1. COMMIT NO OFFENSE AGAINST THE LAWS of this State or of any other State or of the United States; to wit: On or about September 30, 2007, the defendant committed the offense of Assault with Injury-Family Violence (3rd degree felony) in Austin, Travis County, Texas. (Travis County District Attorney Affidavit #D1DC07500530)

8. PAY the following BY CASHIER’S CHECK OR MONEY ORDER in one or several sums payable through the Nueces County CSCD as determined by the Court:

d. The defendant failed to pay a PSI fee in the amount of $25.00 due on or before 09-01-07. (Balance $10.00)

f. The defendant failed to pay a monthly supervision fee at the rate of $30.00 beginning 05-01-07 and each and every month thereafter while under supervision for the month of July, 2007 through November, 2007. (Arrears $240.00)

10-1 YOU ARE ORDERED TO ATTEND, PARTICIPATE, PAY FOR AND COMPLETE IN A SATISFACTORY MANNER;

d. FELONY VICTIM IMPACT PANEL program within six months of

1 The State did not file an appellate brief in this case. 2 the date of probation as directed; to wit: The defendant has failed to enroll in the Felony Victim Impact Panel by September 30, 2007 as directed by community supervision officer Allisun [sic] Morgan in Travis County.

Thereafter, on February 13, 2008, appellant pleaded guilty in Travis County, Texas,

to the offense of assault-family violence and was placed on deferred-adjudication

community supervision for that offense. Appellant was represented in Travis County by

attorney Thuy-Nhi Morel.

On June 6, 2008, the 94th Judicial District Court conducted a hearing on the State’s

motion to revoke. During this hearing, appellant pleaded true to the allegations alleged in

the motion. After hearing testimony and arguments from defense counsel and the

prosecution, the trial court found the allegations to be true, revoked appellant’s community

supervision, and sentenced him to five years’ imprisonment.

II. Discussion

A. Involuntariness of Pleas

In issue one, appellant contends his February 13, 2008 guilty plea in Travis County

to the offense of assault-family violence as well as his plea of true to that offense as

alleged in the motion to revoke were both involuntary. Specifically, he argues that Thuy-

Nhi Morel, the attorney who represented him at the February 13, 2008 plea hearing,

promised him that if he pleaded guilty, appellant “would receive a sixty day sanction, and

be reinstated on probation in Nueces County”, “which then led [appellant] to plead true to

the allegation in Nueces County, falsely expecting the result that was promised by” attorney

Thuy-Nhi Morel.

3 1. Standard of Review

The State bears the burden of showing by a preponderance of the evidence that the

defendant committed a violation of the community-supervision conditions. Antwine v.

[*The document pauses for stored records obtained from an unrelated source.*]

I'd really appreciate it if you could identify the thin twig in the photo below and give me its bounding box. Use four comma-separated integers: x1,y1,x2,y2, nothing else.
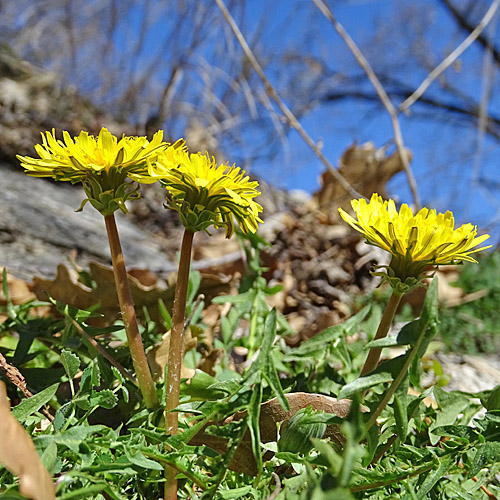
468,9,498,208
71,318,137,385
314,0,420,210
266,472,281,500
0,353,54,422
399,0,500,111
215,0,363,198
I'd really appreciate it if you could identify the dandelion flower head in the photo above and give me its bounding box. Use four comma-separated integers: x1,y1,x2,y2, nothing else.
18,127,172,182
339,193,491,290
150,149,262,238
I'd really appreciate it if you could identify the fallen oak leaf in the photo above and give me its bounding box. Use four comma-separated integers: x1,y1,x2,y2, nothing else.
0,382,56,500
189,392,368,476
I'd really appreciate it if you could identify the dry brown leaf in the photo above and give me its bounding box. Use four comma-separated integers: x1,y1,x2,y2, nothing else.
147,328,198,381
0,267,36,305
0,382,56,500
190,392,368,476
33,262,232,322
314,142,412,223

State, 268 S.W.3d 634, 636 (Tex. App.–Eastland 2008, pet. ref’d) (citing Cobb v. State,

851 S.W.2d 871, 873 (Tex. Crim. App. 1993); Kulhanek v. State, 587 S.W.2d 424, 426

(Tex. Crim. App. 1979)). We review the trial court’s order revoking community supervision

under an abuse-of-discretion standard. Id. (citing Rickels v. State, 202 S.W.3d 759, 763

(Tex. Crim. App. 2006); Cardona v. State, 665 S.W.2d 492, 493 (Tex. Crim. App. 1984)).

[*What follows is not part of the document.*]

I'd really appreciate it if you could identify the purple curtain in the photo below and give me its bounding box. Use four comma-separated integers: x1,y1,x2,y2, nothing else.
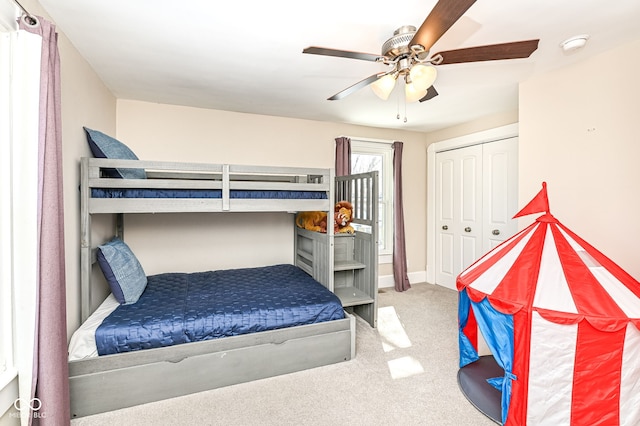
392,142,411,291
20,17,70,425
336,136,351,176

The trial court is the sole judge of the witnesses’s credibility and the weight given to their

testimony, and we review the evidence in the light most favorable to the trial court’s ruling.

Id. (citing Cardona, 665 S.W.2d at 493; Garrett v. State, 619 S.W.2d 172, 174 (Tex. Crim.

App. 1981)). If the State does not meet its burden of proof, the trial court abuses its

discretion in revoking the community supervision. Id. (citing Cardona, 665 S.W.2d 493-

94). Proof by a preponderance of the evidence of any one of the alleged violations of the

community-supervision conditions is sufficient to support a revocation order. Id. (citing

Moore v. State, 605 S.W.2d 924, 926 (Tex. Crim. App. 1980); Leach v. State, 170 S.W.3d

669, 672 (Tex. App.–Fort Worth 2005, pet. ref’d)). A plea of true, standing alone, supports

the revocation of community supervision. See Cole v. State, 578 S.W.2d 127, 128 (Tex.

Crim. App. 1979) (holding a plea of true to one allegation is sufficient to support revocation

of probation).

2. Analysis

During the revocation hearing, the trial court told appellant, “I’m not going to hold the

fact that you’re not paying against you.” However, when defense counsel asked appellant,

“The victim impact panel, you said that you had not enrolled by September 30, 2007, why 4 is that?”, appellant replied, “No excuse, I guess. I just didn’t. . . .” After appellant testified,

the trial court heard closing arguments and then stated, “All right. The Court having

already found allegations, 1, 8, and 10-1 true, I hereby revoke [appellant’s] community

supervision probation and sentence him to five years TDC. . . .”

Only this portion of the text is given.